# HELP with Rag Doll costume



## psox16 (Jun 6, 2009)

Hi Everybody! I've been working tirelessly on my rag doll costume for this year. I made the wig myself out of yarn and a winter cap! 

My original idea was a demented rag doll with all of the stitch marks and stuff. But right now my costume is looking really clean and sweet, and I kinda like it. She's like a brand new doll. It could definitely work.

So, I need your help deciding whether or not I should add all of the stitches and and darken her up a bit like I originally planned. 

Cute or dark?


----------



## Frankie's Girl (Aug 27, 2007)

I definitely think it would look cool if you aged and shredded the edges and such, but it's such a cute dress and the wig is really nice looking, so I'd vote to do a slightly goth doll look, like this:

http://www.ragdollcostume.org/images/gothic-rag-doll-makeup.jpg

If you do the makeup and choker like this, you don't have to shred or dye the costume at all. Just a creepy cute doll look. I'm not sure how the wig is made, but it would be so cute if you can get some little skulls (I've seen similar at the dollar tree) and make the pigtail holders.


----------



## psox16 (Jun 6, 2009)

I've seen that pic before. I'm not really into the goth thing, i kinda want her to look sad, like she had to watch her owner burn down in a fire, or a boy stole her and hid her in a closet for years. 
There's just something sad about rag dolls.


----------



## Wolfman (Apr 15, 2004)

Great job on the dress!
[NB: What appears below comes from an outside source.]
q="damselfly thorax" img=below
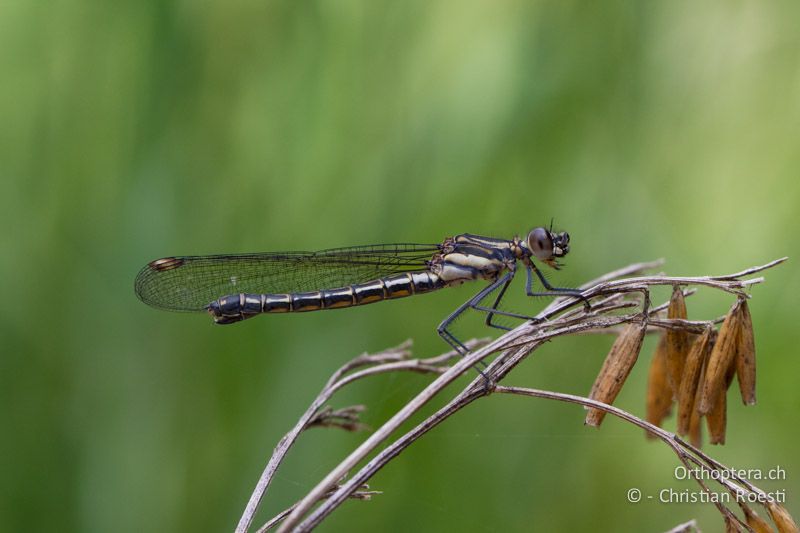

That get up, with the wig, reminds me of a couple who attended a Hallowe'en party I enjoyed many years ago, back when I was single. They showed up in matching Raggedy Ann and Andy gingham and denim. But with a twist; their costumes were filthy, as was their exposed skin. And they had large stones stuck in their mouths that they had to take out to eat, drink and speak. When asked, wassup with the unwashed look and the stones, they said that was their costume - Dirty Cotton Rock Suckers!


----------